June is a Farmer’s Wife

June is a Farmer’s Wife
by Tace Halliday

“My Love,” she says. “What it is like to spread your hands over the land and bless it? Bless it green.”
   
Through the dining room window I see my fields as the sun falls to the earth and blades light across the green canopy that grows more skyward everyday.   

I think about what she is saying, and for a moment, I can’t help picturing myself dressed in long robes droning out incantations and blessings over the fields. I almost smile at this but quickly come back to her world where everything is heavy. I tell her, “It’s not like that…”
   
“It must be. You keep doing it. You never leave it.”
   
“I could say the same of you. The children, our home…”
   
Her sigh escapes slowly, the cavity holding her discontent tipping out its reserves. My comprehension has been found wanting.

With dinner over, we have been watching our children, a son and a daughter, as they play outside the window with the pinwheels I brought back from town after a day at the market. Together they run with their toys held high, sometimes stopping to let the wind gust and bate, let each draft of energy spin the plastic wings to father flashes of color and light.

June now pushes the dirtied plates and the emptied serving dishes out of her way. She lays her hands across our table, her palms before me as if she’s asking for a blessing. 

“What I do…it’s nothing,” she says.

I’ve heard this before. She’s weary of the outdoors that always finds its way to rest on her kitchen floor. Or the laundry that must be hung out to dry, a chore that she says grows and grows and never dies. I see it all, this ordinary life, and these same things that need doing again and again.

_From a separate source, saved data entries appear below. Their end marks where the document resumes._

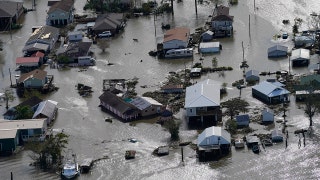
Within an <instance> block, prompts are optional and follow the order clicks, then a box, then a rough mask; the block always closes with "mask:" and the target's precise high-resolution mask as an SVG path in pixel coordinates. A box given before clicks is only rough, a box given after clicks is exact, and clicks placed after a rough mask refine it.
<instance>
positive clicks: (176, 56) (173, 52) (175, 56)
mask: <svg viewBox="0 0 320 180" xmlns="http://www.w3.org/2000/svg"><path fill="white" fill-rule="evenodd" d="M192 56H193V49H192V48H185V49H170V50H168V51H167V52H166V53H165V55H164V57H165V58H182V57H192Z"/></svg>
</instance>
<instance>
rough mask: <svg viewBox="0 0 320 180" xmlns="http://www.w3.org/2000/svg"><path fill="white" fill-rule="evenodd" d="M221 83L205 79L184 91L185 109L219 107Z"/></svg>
mask: <svg viewBox="0 0 320 180" xmlns="http://www.w3.org/2000/svg"><path fill="white" fill-rule="evenodd" d="M220 88H221V83H220V82H217V81H214V80H211V79H207V80H204V81H202V82H199V83H197V84H195V85H192V86H189V87H187V89H186V99H185V108H192V107H208V106H220Z"/></svg>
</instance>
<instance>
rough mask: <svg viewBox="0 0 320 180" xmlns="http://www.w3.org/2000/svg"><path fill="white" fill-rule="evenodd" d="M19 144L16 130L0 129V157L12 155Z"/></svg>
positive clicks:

For now I pass over her hands to skim the tender flesh at the crook of one arm. At my touch she closes her eyes and eases away from this day’s light, her head now cushioned on one outstretched arm, and for that moment she rests as my beloved.
   
Finally, I do take her hands in mine. To me they are like the pinwheels, each bringing joy and comfort in their steady spinning, always spinning, unless… Sometimes the earth isn’t strong enough to assemble the wind to keep the blades going. That’s when I’ll spin them for her. Or let them rest, until the vents open up again, blasting the air in its circuits to find her, (always she must be found and blessed), sustaining her against days so perfect and ordered until in some future, I pray, she will know that the beauty is in the doing.
© Copyright 2010 Stacey Smith. All rights reserved.


Tace Halliday lives in South Texas with her husband and three sons. She maintains the blog Entropified. Her last story for the Rose City Sisters was “Jelly Jar.”

4 thoughts on “June is a Farmer’s Wife”

  1. What a great example of the old adage, “Show don’t tell.” Not once are we told that she is depressed, sad, discouraged, or insecure about her value in the world, and yet we get such a clear picture of a woman who so undervalues herself and the work that she does. Very nicely done.

  2. This “the cavity holding her discontent tipping out its reserves.” is just one example of your lyrical style, which just stopped me in my tracks. Amazing talent. Lovely piece.